One of the biggest problems associated with getting a divorce is being the "out-spouse", which is to say, the spouse that earns less money, and therefore more likely to be left with less total assets after the divorce is finalized. The fact of the matter is that many spouses that have more in the way of assets tend to hide such things from their out-spouse. Luckily, there are many things legally available to the out-spouse that helps them to discover their assets. If you're an out-spouse, this article is for you. Contained within are a few things you need to know about hidden assets and your divorce.
Finding Assets As The Out-Spouse
The first thing that you should do as the out-spouse is to ask your soon to be ex-partner for a copy of all of his or her or your entire family's financial records. If your spouse agrees to give all of those records to you up front, then the process probably won't be too painful at all.
However, the process is usually never this painless. Of all the bad things that can happen at this point, perhaps the least painful of these phenomenon is the simple fact that your spouse cannot find these records.
Perhaps you have lucked out and you and your spouse have agreed to an amicable divorce. As such, the two of you can usually work together to track down any information regarding these records. The fact that online accounting tracking usually can lead you to a number of your financial records means that sometimes this is not such a serious issue at all.

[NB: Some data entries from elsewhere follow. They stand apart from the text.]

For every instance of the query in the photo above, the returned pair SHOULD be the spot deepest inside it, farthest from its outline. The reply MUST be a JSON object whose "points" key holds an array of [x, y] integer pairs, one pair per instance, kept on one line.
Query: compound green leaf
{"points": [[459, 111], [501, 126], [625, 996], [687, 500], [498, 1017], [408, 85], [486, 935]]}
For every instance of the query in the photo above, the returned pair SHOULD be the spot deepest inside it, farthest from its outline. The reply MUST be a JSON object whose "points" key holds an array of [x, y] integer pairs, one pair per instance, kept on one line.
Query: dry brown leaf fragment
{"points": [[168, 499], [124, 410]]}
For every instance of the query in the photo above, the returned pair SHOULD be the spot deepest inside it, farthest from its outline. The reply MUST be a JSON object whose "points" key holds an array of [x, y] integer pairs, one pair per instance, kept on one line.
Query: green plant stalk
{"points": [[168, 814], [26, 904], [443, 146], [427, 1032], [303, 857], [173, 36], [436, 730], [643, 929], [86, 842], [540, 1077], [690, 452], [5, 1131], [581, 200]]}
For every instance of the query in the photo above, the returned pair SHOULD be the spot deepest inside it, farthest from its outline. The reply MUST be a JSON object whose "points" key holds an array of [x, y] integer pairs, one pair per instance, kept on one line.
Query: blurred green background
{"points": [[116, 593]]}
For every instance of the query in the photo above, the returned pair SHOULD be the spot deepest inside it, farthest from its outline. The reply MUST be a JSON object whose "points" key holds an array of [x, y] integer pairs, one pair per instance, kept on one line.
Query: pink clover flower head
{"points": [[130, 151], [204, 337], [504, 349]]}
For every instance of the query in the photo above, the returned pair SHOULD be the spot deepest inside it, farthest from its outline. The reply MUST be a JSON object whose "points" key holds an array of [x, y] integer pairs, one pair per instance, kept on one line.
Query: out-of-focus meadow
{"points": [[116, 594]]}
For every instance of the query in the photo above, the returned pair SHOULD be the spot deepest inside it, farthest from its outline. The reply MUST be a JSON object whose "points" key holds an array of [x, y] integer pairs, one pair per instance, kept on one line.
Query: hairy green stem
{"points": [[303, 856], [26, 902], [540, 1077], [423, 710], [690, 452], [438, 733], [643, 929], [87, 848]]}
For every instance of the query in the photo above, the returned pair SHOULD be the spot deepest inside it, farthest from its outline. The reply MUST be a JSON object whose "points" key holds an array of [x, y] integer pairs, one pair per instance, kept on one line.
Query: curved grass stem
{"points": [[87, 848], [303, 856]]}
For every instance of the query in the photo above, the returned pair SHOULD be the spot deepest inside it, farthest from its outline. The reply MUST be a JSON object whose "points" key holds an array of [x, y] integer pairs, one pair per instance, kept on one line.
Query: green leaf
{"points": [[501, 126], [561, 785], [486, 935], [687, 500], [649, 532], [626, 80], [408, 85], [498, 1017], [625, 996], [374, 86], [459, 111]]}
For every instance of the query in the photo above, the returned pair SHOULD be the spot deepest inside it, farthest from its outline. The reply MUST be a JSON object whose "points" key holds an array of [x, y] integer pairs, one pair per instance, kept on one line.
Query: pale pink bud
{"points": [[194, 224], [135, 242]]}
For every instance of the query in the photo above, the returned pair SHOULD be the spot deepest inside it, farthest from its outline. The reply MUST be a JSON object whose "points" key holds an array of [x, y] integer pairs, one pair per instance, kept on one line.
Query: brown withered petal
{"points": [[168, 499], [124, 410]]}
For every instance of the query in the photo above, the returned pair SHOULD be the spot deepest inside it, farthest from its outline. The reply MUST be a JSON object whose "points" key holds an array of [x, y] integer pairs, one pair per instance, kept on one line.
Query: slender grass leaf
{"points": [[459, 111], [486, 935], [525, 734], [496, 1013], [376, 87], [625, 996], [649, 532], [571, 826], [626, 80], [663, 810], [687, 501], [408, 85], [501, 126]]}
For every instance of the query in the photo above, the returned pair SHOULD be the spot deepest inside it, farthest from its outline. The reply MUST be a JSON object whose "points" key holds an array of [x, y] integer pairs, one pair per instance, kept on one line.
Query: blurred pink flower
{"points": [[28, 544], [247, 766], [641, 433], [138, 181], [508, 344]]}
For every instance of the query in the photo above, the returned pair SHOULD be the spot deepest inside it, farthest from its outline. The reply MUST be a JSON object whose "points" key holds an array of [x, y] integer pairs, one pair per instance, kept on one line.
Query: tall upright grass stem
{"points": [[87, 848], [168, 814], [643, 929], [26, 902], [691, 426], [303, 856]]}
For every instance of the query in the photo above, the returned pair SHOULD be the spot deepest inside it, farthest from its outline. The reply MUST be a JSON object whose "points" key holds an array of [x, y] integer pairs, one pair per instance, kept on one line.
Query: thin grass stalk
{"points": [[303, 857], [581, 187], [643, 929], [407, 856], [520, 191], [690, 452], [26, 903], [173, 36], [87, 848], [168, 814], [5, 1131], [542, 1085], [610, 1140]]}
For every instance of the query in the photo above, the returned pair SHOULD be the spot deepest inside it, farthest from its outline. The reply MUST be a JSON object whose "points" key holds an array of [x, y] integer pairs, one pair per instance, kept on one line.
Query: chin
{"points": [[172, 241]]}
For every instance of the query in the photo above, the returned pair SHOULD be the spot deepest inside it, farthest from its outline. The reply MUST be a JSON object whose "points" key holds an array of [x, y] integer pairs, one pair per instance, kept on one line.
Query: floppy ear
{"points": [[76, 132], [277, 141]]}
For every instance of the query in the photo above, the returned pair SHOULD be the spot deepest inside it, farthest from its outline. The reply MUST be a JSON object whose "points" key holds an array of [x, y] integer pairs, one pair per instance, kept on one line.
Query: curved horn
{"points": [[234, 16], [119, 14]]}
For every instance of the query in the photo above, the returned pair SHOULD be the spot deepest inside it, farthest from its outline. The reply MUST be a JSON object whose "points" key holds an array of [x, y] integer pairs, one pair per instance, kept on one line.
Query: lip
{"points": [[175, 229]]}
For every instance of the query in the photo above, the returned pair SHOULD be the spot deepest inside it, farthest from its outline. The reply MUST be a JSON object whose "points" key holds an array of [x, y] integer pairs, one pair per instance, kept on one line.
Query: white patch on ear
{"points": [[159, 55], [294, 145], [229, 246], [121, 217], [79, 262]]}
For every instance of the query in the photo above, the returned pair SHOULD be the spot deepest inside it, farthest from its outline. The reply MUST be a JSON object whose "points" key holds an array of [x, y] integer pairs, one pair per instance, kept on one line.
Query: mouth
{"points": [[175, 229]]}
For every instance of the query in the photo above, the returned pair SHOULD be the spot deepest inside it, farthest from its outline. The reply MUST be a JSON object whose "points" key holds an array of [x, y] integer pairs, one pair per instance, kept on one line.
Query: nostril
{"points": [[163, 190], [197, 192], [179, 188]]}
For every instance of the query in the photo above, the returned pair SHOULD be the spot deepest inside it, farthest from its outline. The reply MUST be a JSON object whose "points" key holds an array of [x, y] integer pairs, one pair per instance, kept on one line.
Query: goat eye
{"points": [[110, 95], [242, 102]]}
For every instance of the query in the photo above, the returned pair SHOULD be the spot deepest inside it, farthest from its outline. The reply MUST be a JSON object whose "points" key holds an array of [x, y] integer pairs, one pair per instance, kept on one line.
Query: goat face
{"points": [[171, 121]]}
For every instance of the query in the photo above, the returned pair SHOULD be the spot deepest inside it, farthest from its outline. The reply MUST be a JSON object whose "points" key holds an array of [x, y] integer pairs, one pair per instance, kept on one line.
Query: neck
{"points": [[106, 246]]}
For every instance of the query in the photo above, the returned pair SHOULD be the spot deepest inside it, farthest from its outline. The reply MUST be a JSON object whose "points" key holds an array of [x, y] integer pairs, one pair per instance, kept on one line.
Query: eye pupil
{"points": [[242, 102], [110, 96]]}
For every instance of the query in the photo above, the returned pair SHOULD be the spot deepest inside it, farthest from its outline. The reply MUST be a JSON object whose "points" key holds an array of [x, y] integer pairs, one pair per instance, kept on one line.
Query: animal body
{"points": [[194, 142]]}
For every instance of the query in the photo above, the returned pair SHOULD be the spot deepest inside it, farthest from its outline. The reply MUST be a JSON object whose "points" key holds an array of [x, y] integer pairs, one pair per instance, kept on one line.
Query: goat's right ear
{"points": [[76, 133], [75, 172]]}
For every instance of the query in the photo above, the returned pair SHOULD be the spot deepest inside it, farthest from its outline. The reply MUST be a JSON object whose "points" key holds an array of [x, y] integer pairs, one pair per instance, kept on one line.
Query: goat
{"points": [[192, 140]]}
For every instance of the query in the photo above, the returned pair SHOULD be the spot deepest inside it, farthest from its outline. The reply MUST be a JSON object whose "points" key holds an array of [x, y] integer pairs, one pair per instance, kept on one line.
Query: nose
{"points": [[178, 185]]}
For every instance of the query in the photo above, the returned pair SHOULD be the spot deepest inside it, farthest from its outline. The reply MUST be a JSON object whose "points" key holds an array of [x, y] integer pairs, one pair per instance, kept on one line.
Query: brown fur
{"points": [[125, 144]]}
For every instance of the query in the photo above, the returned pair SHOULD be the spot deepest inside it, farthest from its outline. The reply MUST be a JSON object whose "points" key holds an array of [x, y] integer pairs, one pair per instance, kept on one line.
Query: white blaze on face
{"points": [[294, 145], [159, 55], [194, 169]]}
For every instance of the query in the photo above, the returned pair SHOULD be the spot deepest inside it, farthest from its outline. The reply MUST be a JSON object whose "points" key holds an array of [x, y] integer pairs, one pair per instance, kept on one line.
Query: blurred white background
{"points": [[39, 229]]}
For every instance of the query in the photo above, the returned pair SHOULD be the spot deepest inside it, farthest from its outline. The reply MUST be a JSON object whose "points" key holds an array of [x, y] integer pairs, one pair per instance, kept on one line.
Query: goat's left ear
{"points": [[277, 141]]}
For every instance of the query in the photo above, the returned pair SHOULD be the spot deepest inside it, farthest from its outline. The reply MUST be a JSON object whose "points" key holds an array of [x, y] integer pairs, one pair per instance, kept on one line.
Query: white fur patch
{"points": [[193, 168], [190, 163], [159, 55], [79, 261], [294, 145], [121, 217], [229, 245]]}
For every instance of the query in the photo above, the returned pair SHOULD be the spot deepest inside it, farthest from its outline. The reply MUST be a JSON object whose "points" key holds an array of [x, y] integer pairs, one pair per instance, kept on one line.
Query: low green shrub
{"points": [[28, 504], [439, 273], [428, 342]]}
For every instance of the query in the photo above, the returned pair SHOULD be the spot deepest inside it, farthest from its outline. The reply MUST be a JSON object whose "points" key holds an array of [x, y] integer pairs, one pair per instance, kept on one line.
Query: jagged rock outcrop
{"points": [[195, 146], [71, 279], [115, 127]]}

You can probably find any number of accounts related to your financial situation online, from your mortgage to the goings on of your bank account. The worst of the worst that can happen in this situation is, unfortunately, the very real chance that your spouse is hiding assets from you.
Even if you do not suspect that your spouse is hiding finances from you, it might be wise to consult with an attorney regarding how to detect whether this is truly the case.
If you suspect that your spouse is hiding assets from you, then your attorney can utilize a process that will allow them to reveal all of the assets that they might be hiding from you under a type of process entitled "discovery".
The discovery process varies from state to state, but, generally speaking, there are a number of ways that your lawyer might employ discovery.
First and foremost, there will be a demand for documents. This means that you can demand documents from your spouse that are specific to your shared financial situation. This includes loan agreements, account records, financial statements, and tax returns.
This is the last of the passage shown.